TRADITIONAL North-East crafts blossomed at a botanical garden at the weekend.
Silversmith Les Howe and his wife, Vivienne, an artist and card designer, demonstrated their skills and techniques to visitors at Durham University’s Botanical Garden.
The rich traditions of North-East cultural heritage provides Mr Howe with the inspiration behind his creative work.
His wife adopts techniques, including parchment craft, decoupage and quilling, as well as turning to traditional watercolours and sketching in her work.
She said has been drawing and painting “since I was old enough to hold a pencil or brush”.
Many of her cards are printed from her original work, some adapted from religious iconography and manuscripts, while others were favoured by ladies of the Victorian era.
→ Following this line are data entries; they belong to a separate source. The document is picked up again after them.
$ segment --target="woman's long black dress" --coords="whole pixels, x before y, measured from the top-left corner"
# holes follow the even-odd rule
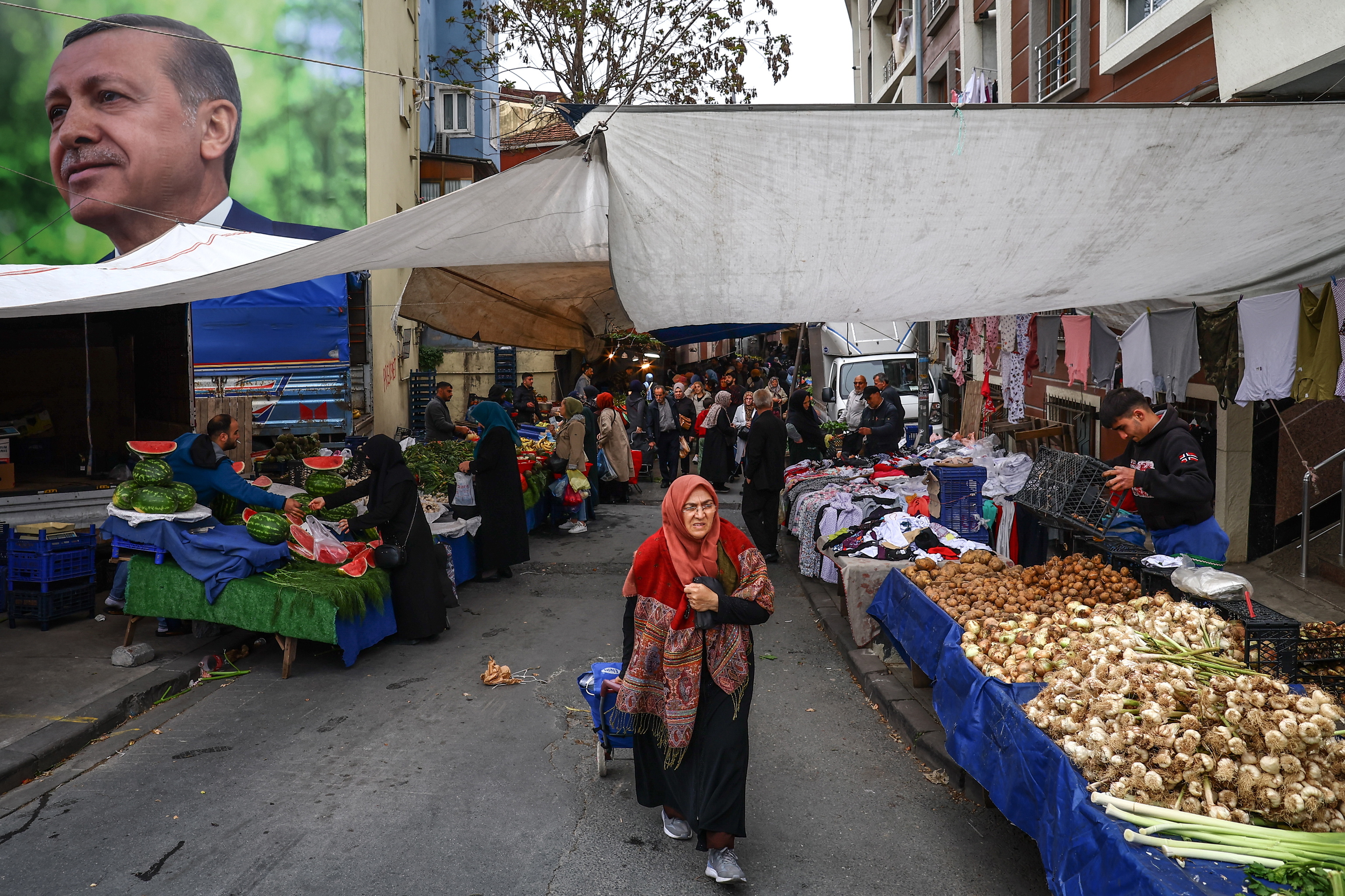
[[[516,477],[515,477],[516,478]],[[327,496],[327,506],[350,504],[369,497],[373,477]],[[515,488],[518,484],[515,482]],[[397,634],[402,638],[429,638],[448,627],[444,607],[456,607],[457,598],[448,580],[448,567],[443,548],[434,544],[425,512],[420,505],[416,482],[397,482],[378,506],[350,520],[350,529],[378,529],[385,541],[395,541],[406,548],[406,566],[389,570],[393,580],[393,613]]]
[[[621,668],[635,650],[635,604],[625,599],[621,621],[624,650]],[[761,625],[771,618],[765,607],[742,598],[721,596],[714,613],[721,625]],[[691,743],[677,768],[663,767],[663,748],[654,732],[638,733],[635,742],[635,798],[642,806],[671,806],[697,832],[695,848],[705,850],[705,836],[725,833],[746,837],[748,716],[756,682],[756,660],[748,637],[748,684],[733,717],[733,696],[724,693],[701,665],[701,699],[695,707]]]
[[[518,481],[514,439],[503,426],[482,437],[472,461],[476,476],[476,509],[482,528],[476,531],[476,568],[499,570],[527,563],[527,517],[523,489]]]
[[[720,408],[720,419],[714,426],[705,427],[705,442],[701,447],[701,476],[722,486],[733,472],[733,442],[737,435],[733,433],[733,419],[729,408]]]

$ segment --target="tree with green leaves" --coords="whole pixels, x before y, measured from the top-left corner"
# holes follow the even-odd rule
[[[464,86],[537,73],[573,102],[749,102],[748,54],[776,82],[790,71],[773,15],[775,0],[467,0],[448,20],[465,27],[465,44],[434,64]]]

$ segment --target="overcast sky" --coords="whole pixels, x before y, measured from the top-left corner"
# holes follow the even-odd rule
[[[746,4],[745,4],[746,5]],[[749,60],[746,79],[756,102],[854,102],[850,66],[850,19],[842,0],[775,0],[771,30],[790,35],[790,74],[771,83],[760,56]]]
[[[744,4],[749,9],[751,3]],[[760,103],[854,102],[854,79],[850,62],[850,19],[843,0],[775,0],[776,15],[771,30],[790,35],[794,55],[790,74],[772,83],[761,56],[748,58],[745,77],[757,89]],[[506,67],[508,60],[506,60]],[[506,75],[508,77],[508,75]],[[538,73],[518,73],[521,82],[542,90]]]

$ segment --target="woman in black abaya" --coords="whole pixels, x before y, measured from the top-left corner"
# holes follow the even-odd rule
[[[482,512],[475,539],[477,576],[499,582],[514,575],[510,564],[529,560],[527,512],[514,451],[522,441],[508,414],[494,402],[475,404],[467,415],[484,427],[472,459],[457,467],[476,477],[476,509]]]
[[[342,532],[377,528],[383,541],[406,548],[406,564],[387,571],[393,580],[397,637],[406,643],[428,641],[448,627],[444,607],[457,606],[443,548],[430,535],[416,477],[406,466],[401,446],[379,434],[364,443],[363,451],[369,478],[325,498],[313,498],[308,506],[320,510],[369,498],[369,509],[342,520],[339,528]]]

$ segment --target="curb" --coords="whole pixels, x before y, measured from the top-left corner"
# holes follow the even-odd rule
[[[790,559],[798,557],[792,551],[787,556]],[[878,713],[886,719],[888,724],[901,732],[905,742],[911,744],[912,752],[921,762],[931,768],[947,772],[950,787],[960,790],[967,799],[978,806],[989,805],[986,789],[948,755],[943,725],[939,720],[925,712],[915,695],[892,676],[888,664],[872,652],[862,650],[854,642],[854,635],[850,634],[850,621],[841,615],[830,595],[800,576],[796,566],[791,566],[790,572],[799,582],[814,614],[822,622],[823,631],[845,657],[850,673],[859,682],[865,696],[872,703],[878,704]]]
[[[196,678],[196,664],[211,653],[223,653],[256,637],[250,631],[227,631],[206,643],[183,653],[156,672],[104,695],[70,713],[71,717],[95,719],[89,724],[51,723],[0,748],[0,794],[36,778],[43,771],[61,764],[90,740],[116,729],[132,716],[155,705],[164,692],[180,693]]]

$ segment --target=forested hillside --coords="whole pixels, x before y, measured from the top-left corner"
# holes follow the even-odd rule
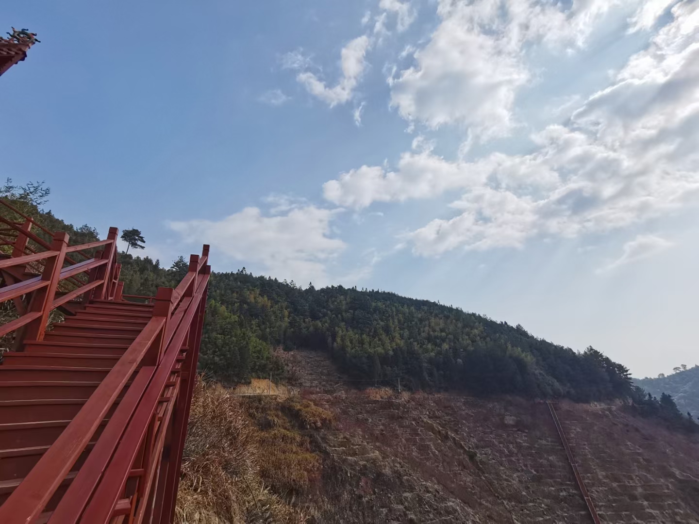
[[[341,286],[302,289],[245,270],[212,275],[210,298],[200,363],[227,381],[266,372],[270,349],[280,345],[327,351],[351,376],[400,377],[412,388],[579,400],[632,392],[628,370],[592,347],[576,353],[521,326],[428,300]]]
[[[634,379],[633,381],[655,396],[663,393],[672,395],[680,411],[699,416],[699,365],[684,370],[678,367],[668,376]]]
[[[10,180],[1,188],[3,198],[48,229],[66,231],[74,242],[100,238],[94,228],[75,227],[41,209],[49,192],[43,183],[17,186]],[[159,286],[176,286],[187,268],[182,256],[169,268],[124,252],[119,260],[127,294],[154,295]],[[326,352],[352,377],[384,385],[400,379],[410,389],[476,395],[627,398],[643,414],[677,416],[671,397],[649,397],[632,386],[626,367],[591,347],[576,352],[521,326],[428,300],[341,286],[302,289],[245,268],[213,273],[209,299],[199,367],[224,384],[271,373],[283,379],[275,350],[303,347]]]

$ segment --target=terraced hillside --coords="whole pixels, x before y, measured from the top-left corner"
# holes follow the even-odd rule
[[[361,391],[322,354],[289,358],[302,395],[333,413],[318,522],[589,523],[545,404]],[[621,405],[557,405],[606,523],[699,523],[699,442]]]

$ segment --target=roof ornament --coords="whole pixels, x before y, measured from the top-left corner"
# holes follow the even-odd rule
[[[9,38],[7,38],[0,36],[0,42],[33,45],[37,42],[41,41],[36,39],[36,33],[30,33],[29,29],[15,29],[13,27],[12,32],[8,33],[8,34],[9,35]]]

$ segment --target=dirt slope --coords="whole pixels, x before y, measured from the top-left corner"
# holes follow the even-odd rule
[[[545,404],[361,391],[322,354],[288,358],[302,396],[336,419],[310,432],[315,521],[591,522]],[[557,410],[603,522],[699,523],[696,439],[620,406]]]

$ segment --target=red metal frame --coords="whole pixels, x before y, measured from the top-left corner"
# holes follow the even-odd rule
[[[110,369],[56,368],[66,377],[82,373],[80,376],[103,378],[0,505],[0,522],[171,523],[206,306],[210,274],[208,246],[204,247],[201,256],[192,255],[187,274],[176,289],[160,288],[154,298],[129,297],[122,294],[123,283],[118,282],[120,265],[116,263],[115,228],[110,229],[106,240],[81,246],[69,246],[66,234],[55,233],[48,251],[24,254],[27,240],[36,242],[30,232],[34,223],[28,218],[27,221],[21,225],[10,222],[21,229],[14,245],[19,256],[0,260],[0,270],[26,267],[39,260],[45,261],[44,269],[38,277],[0,289],[0,302],[31,296],[26,310],[20,312],[20,318],[0,326],[0,335],[24,327],[23,333],[17,332],[24,344],[46,344],[41,341],[50,312],[82,295],[82,304],[89,304],[92,311],[78,313],[82,314],[80,322],[74,321],[62,328],[62,334],[52,335],[49,344],[71,348],[71,353],[75,354],[61,358],[69,356],[71,361],[85,363],[81,365],[96,362],[92,365],[102,366],[100,363],[108,360],[116,362]],[[10,228],[16,229],[14,226]],[[96,247],[102,251],[94,258],[80,263],[70,261],[70,265],[64,267],[69,261],[66,253],[82,254]],[[89,275],[87,283],[78,281],[73,291],[57,294],[62,280],[80,274]],[[138,305],[125,298],[147,299],[147,303]],[[134,308],[138,311],[134,312]],[[115,357],[90,356],[87,349],[82,356],[82,349],[73,347],[81,346],[73,341],[80,330],[108,339],[107,344],[102,345],[106,348],[103,352],[120,347],[122,339],[132,342],[128,342],[123,354]],[[123,335],[131,331],[134,334],[130,338]],[[57,342],[57,338],[65,342]],[[81,347],[89,346],[82,344]],[[41,354],[50,362],[53,358],[50,354]],[[22,369],[13,372],[22,377],[22,373],[29,376],[34,372]],[[52,368],[52,372],[54,370]],[[94,380],[84,379],[88,379]],[[96,432],[98,430],[101,432]],[[77,472],[76,463],[82,464]],[[57,503],[57,490],[66,485]],[[45,509],[50,501],[54,501],[52,511]]]

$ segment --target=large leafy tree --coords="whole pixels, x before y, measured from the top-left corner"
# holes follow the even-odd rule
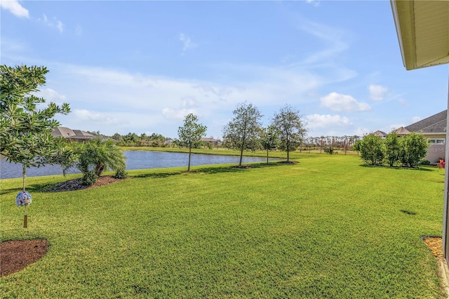
[[[207,127],[198,123],[198,117],[190,113],[184,119],[184,126],[177,129],[179,140],[177,143],[180,146],[189,148],[189,164],[187,171],[190,171],[190,158],[192,157],[192,148],[195,143],[199,142],[201,137],[206,135]]]
[[[267,150],[267,164],[268,152],[276,148],[278,143],[278,131],[273,126],[269,126],[260,131],[260,141],[264,150]]]
[[[55,163],[62,143],[51,135],[59,126],[53,117],[70,112],[67,103],[43,106],[45,99],[35,95],[48,72],[44,67],[0,65],[0,154],[22,164],[24,190],[27,168]]]
[[[290,152],[297,148],[307,132],[306,122],[298,110],[286,105],[274,114],[272,125],[279,131],[280,148],[287,152],[288,162]]]
[[[237,105],[233,114],[234,117],[223,128],[223,138],[227,147],[240,151],[239,166],[241,166],[243,151],[254,150],[259,142],[262,114],[246,102]]]

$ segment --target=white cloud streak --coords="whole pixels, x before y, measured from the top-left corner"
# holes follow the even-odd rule
[[[56,18],[53,18],[53,20],[48,20],[45,14],[43,14],[42,18],[38,18],[37,20],[46,26],[56,28],[60,33],[62,33],[64,31],[64,24],[59,20],[57,20]]]
[[[0,6],[6,11],[9,11],[17,17],[29,18],[28,10],[22,6],[17,0],[1,0],[0,1]]]
[[[180,41],[182,42],[182,52],[196,48],[198,46],[196,44],[192,41],[190,37],[183,33],[180,34]]]
[[[336,112],[358,112],[368,111],[371,107],[366,102],[357,101],[351,95],[330,93],[321,98],[321,107],[329,108]]]
[[[376,101],[382,100],[388,92],[388,88],[381,85],[371,84],[368,89],[370,91],[370,98]]]

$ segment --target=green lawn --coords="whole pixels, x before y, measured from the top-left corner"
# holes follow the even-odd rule
[[[0,279],[1,296],[441,296],[421,237],[441,234],[443,170],[294,157],[299,164],[250,169],[133,171],[71,192],[39,192],[67,178],[30,178],[27,229],[14,201],[21,180],[2,180],[1,240],[51,246]]]

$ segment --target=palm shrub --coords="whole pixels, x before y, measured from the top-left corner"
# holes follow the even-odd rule
[[[385,157],[385,145],[383,140],[374,134],[368,134],[354,145],[354,149],[360,152],[360,157],[367,164],[382,165]]]
[[[429,145],[422,134],[412,132],[401,138],[399,161],[408,167],[416,167],[426,157]]]
[[[125,169],[126,158],[113,140],[97,138],[73,146],[79,156],[74,165],[83,173],[85,185],[94,184],[103,171]]]
[[[385,161],[389,166],[392,166],[399,161],[401,152],[401,142],[398,134],[392,131],[387,135],[384,140],[385,143]]]

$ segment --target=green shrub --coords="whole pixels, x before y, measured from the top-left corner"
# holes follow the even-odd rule
[[[430,161],[426,160],[426,159],[422,160],[420,164],[421,165],[430,165]]]
[[[86,186],[92,186],[97,182],[97,180],[98,180],[98,176],[94,171],[87,171],[84,173],[83,178],[81,178],[81,184]]]
[[[324,152],[328,153],[329,154],[334,154],[334,149],[332,147],[326,147],[324,148]]]
[[[114,175],[114,178],[128,178],[128,173],[126,172],[126,171],[125,171],[124,168],[121,167],[119,168],[117,168],[117,170],[115,171],[115,175]]]

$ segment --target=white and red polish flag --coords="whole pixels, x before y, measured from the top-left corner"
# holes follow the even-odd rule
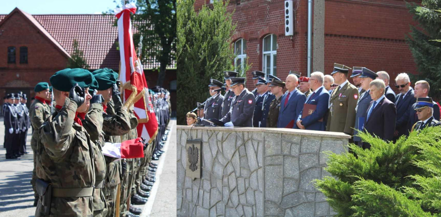
[[[134,105],[135,116],[138,119],[137,130],[138,136],[150,142],[158,131],[158,123],[149,94],[148,87],[141,61],[135,51],[132,34],[130,14],[136,12],[133,3],[123,5],[114,10],[118,19],[121,66],[120,80],[122,84],[123,100],[128,108]]]

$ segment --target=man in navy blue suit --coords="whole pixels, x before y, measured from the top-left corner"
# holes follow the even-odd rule
[[[354,141],[356,142],[359,146],[363,147],[363,142],[361,139],[357,136],[358,132],[355,130],[364,131],[364,123],[366,120],[367,109],[369,108],[372,98],[370,97],[370,91],[369,90],[370,82],[374,80],[378,76],[372,71],[365,67],[354,67],[352,71],[361,71],[360,78],[361,79],[361,87],[365,91],[360,95],[357,106],[355,107],[355,124],[354,127]]]
[[[289,74],[286,77],[285,87],[288,91],[282,96],[278,128],[298,129],[295,122],[303,109],[306,97],[296,88],[298,81],[298,79],[294,75]]]
[[[395,105],[386,98],[386,86],[383,80],[375,79],[370,84],[370,94],[372,98],[366,113],[364,128],[372,135],[386,141],[393,138],[394,127],[396,117]],[[370,148],[370,145],[365,142],[363,148]]]
[[[411,106],[416,98],[414,97],[413,89],[411,87],[410,79],[405,73],[401,73],[395,78],[395,86],[400,94],[395,98],[395,107],[396,108],[396,122],[395,123],[395,132],[394,133],[394,141],[400,137],[409,135],[407,122],[409,116],[406,115],[409,107]]]
[[[311,74],[309,84],[313,92],[308,97],[305,104],[314,105],[317,106],[311,114],[303,118],[302,118],[302,110],[297,118],[297,127],[299,129],[311,130],[326,130],[329,94],[323,86],[324,79],[325,76],[320,72]]]

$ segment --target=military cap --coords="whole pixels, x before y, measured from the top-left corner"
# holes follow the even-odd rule
[[[351,77],[353,78],[357,76],[361,75],[361,73],[363,72],[363,68],[364,67],[359,67],[358,66],[354,66],[352,67],[352,74],[351,75]]]
[[[37,93],[49,89],[49,84],[47,82],[40,82],[35,85],[34,91]]]
[[[187,115],[186,115],[185,116],[187,118],[196,118],[197,117],[197,116],[196,116],[196,114],[194,114],[194,112],[188,112],[187,113]]]
[[[300,77],[299,78],[299,83],[309,82],[309,78],[308,77]]]
[[[251,73],[253,74],[253,79],[257,79],[259,77],[265,77],[265,75],[266,75],[265,72],[260,71],[254,71]]]
[[[67,92],[76,83],[83,88],[89,87],[93,80],[93,75],[87,69],[65,69],[55,72],[49,80],[55,90]]]
[[[208,85],[208,87],[221,87],[223,86],[224,83],[212,78],[210,79],[210,84]]]
[[[302,72],[299,73],[296,72],[293,72],[291,71],[291,70],[289,70],[289,74],[288,74],[288,75],[294,75],[298,79],[300,78],[300,76],[302,75]]]
[[[271,83],[271,81],[273,80],[273,79],[274,79],[276,80],[280,80],[280,79],[279,79],[279,78],[273,75],[270,75],[269,74],[268,75],[266,75],[266,83]]]
[[[362,70],[363,72],[362,72],[361,75],[360,76],[360,78],[369,77],[372,79],[373,80],[375,80],[377,77],[378,76],[378,75],[377,75],[376,73],[372,72],[367,68],[363,67]]]
[[[230,78],[232,77],[235,77],[239,74],[239,72],[234,72],[233,71],[224,71],[224,79],[225,80],[228,80],[228,79],[230,79]]]
[[[106,69],[107,68],[101,69]],[[93,72],[95,72],[101,69],[98,69]],[[101,70],[101,72],[99,72],[93,74],[93,77],[97,80],[98,83],[98,86],[97,90],[107,90],[112,87],[114,84],[116,83],[116,77],[115,74],[113,72],[113,70]],[[92,82],[93,83],[93,82]]]
[[[277,80],[275,78],[273,79],[273,80],[271,81],[271,84],[269,85],[269,87],[273,86],[279,86],[281,87],[285,87],[285,82],[279,80]]]
[[[426,107],[434,107],[434,103],[430,97],[419,97],[417,98],[415,110]]]
[[[235,77],[232,77],[230,78],[231,79],[231,84],[230,87],[233,87],[236,84],[239,84],[239,83],[245,83],[245,78],[236,78]]]
[[[348,74],[349,69],[351,69],[348,66],[338,63],[334,63],[334,71],[333,71],[331,75],[333,75],[337,72],[341,72]]]

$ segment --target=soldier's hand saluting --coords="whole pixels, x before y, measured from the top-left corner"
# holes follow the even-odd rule
[[[69,98],[77,104],[77,107],[80,107],[84,103],[86,98],[86,91],[84,88],[82,88],[78,86],[78,83],[71,89],[69,92]]]

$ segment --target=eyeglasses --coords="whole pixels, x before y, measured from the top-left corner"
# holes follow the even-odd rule
[[[404,88],[404,87],[407,86],[407,84],[409,84],[409,83],[407,83],[406,84],[401,84],[401,85],[395,85],[395,87],[396,87],[397,88],[398,88],[400,87],[401,87],[401,88]]]

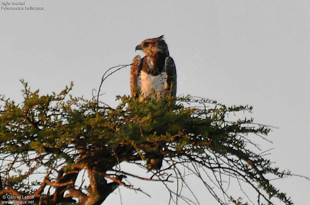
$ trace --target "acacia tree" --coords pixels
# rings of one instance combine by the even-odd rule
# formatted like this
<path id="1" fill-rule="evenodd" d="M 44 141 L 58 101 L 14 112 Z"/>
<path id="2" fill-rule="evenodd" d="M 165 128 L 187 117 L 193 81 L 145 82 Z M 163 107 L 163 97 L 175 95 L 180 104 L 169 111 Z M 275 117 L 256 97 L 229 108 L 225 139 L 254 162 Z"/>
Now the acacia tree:
<path id="1" fill-rule="evenodd" d="M 143 192 L 131 182 L 135 178 L 162 183 L 168 204 L 199 204 L 187 180 L 191 174 L 219 204 L 273 204 L 274 199 L 292 204 L 271 182 L 290 173 L 273 167 L 254 142 L 265 139 L 270 128 L 244 117 L 251 107 L 190 96 L 142 102 L 124 96 L 113 108 L 70 95 L 72 83 L 58 94 L 41 95 L 22 82 L 22 102 L 1 99 L 2 202 L 3 195 L 33 195 L 23 200 L 99 205 L 119 186 Z M 243 119 L 236 117 L 239 113 Z M 151 159 L 162 166 L 150 170 Z M 148 175 L 126 171 L 124 163 Z M 246 185 L 254 199 L 242 189 Z M 186 189 L 192 196 L 184 194 Z"/>

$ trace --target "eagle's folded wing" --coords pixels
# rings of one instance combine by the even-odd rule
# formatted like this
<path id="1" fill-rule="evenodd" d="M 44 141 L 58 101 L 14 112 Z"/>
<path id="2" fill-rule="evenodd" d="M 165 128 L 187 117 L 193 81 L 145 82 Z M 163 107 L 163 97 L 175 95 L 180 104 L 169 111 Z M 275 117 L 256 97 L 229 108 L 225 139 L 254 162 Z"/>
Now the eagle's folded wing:
<path id="1" fill-rule="evenodd" d="M 168 56 L 165 61 L 165 69 L 167 75 L 168 84 L 167 91 L 171 90 L 171 94 L 175 96 L 176 94 L 176 71 L 175 65 L 173 59 L 170 56 Z M 171 86 L 172 86 L 171 89 Z"/>

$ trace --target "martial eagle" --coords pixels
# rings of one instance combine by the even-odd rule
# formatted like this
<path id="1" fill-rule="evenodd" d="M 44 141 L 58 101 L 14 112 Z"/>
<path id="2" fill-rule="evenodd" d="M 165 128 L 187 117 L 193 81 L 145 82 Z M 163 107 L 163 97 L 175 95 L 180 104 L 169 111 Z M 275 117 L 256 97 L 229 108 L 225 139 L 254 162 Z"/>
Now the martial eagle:
<path id="1" fill-rule="evenodd" d="M 131 97 L 140 100 L 152 95 L 152 88 L 157 98 L 170 93 L 175 96 L 176 72 L 173 60 L 169 56 L 164 36 L 149 39 L 135 47 L 145 54 L 137 56 L 132 61 L 130 73 Z M 137 92 L 140 91 L 140 93 Z"/>
<path id="2" fill-rule="evenodd" d="M 175 96 L 176 71 L 173 60 L 169 56 L 168 47 L 164 36 L 144 40 L 135 47 L 145 56 L 137 56 L 132 61 L 130 72 L 131 97 L 139 100 L 152 96 L 160 98 L 166 94 Z M 150 170 L 159 170 L 163 156 L 149 153 L 147 162 Z"/>

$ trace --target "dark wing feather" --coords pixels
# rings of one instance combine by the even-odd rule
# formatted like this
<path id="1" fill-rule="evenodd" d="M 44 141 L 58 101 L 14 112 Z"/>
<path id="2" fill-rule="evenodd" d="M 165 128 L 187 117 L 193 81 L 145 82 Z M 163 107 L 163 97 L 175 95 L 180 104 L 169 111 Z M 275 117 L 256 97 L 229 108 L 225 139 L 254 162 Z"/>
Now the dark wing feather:
<path id="1" fill-rule="evenodd" d="M 175 96 L 176 94 L 176 70 L 173 59 L 170 56 L 167 56 L 165 60 L 165 69 L 167 75 L 167 81 L 168 84 L 167 91 L 171 90 L 171 94 Z M 171 89 L 171 86 L 172 86 Z"/>
<path id="2" fill-rule="evenodd" d="M 141 57 L 140 56 L 137 56 L 132 60 L 130 70 L 130 92 L 132 98 L 139 97 L 138 94 L 135 91 L 137 90 L 137 79 L 139 75 L 139 67 L 141 65 Z"/>

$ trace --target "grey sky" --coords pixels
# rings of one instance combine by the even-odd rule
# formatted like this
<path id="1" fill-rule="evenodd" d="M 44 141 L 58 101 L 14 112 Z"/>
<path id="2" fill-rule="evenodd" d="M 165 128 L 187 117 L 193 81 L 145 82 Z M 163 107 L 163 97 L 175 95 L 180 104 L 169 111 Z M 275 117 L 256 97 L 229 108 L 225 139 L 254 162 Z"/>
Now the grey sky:
<path id="1" fill-rule="evenodd" d="M 189 2 L 33 0 L 26 5 L 44 10 L 2 10 L 0 94 L 20 102 L 21 78 L 42 94 L 73 81 L 73 94 L 90 99 L 107 69 L 131 63 L 143 55 L 135 53 L 137 45 L 164 34 L 177 94 L 253 105 L 256 122 L 279 128 L 269 136 L 273 144 L 261 148 L 274 148 L 268 157 L 310 176 L 309 2 Z M 115 96 L 129 94 L 129 73 L 124 69 L 105 82 L 101 99 L 115 106 Z M 275 183 L 295 204 L 309 201 L 309 182 Z M 151 199 L 121 189 L 124 204 L 135 198 L 136 204 L 166 203 L 164 191 L 147 190 Z M 104 204 L 119 204 L 116 193 Z"/>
Mr Howe, a member of The Society of Northumbrian Craftsmen, specialises in Celtic jewellery, inspired by the Lindisfarne Gospels and other knot-work designs found in the region.
He also gains inspiration from other historic artefacts, including St Cuthbert’s Cross, in Durham Cathedral.
All his work is hand-crafted in silver and nine carat yellow, red and white gold in his County Durham workshop, before being hall-marked at the Sheffield Assay Office.
He has been commissioned to perform work presented, among others, to Prince Charles and the former Bishop of Durham, the Right Reverend Michael Turnbull, as a private commission.
Mr and Mrs Howe regularly demonstrate their crafts at Bede’s World museum, in Jarrow, South Tyneside.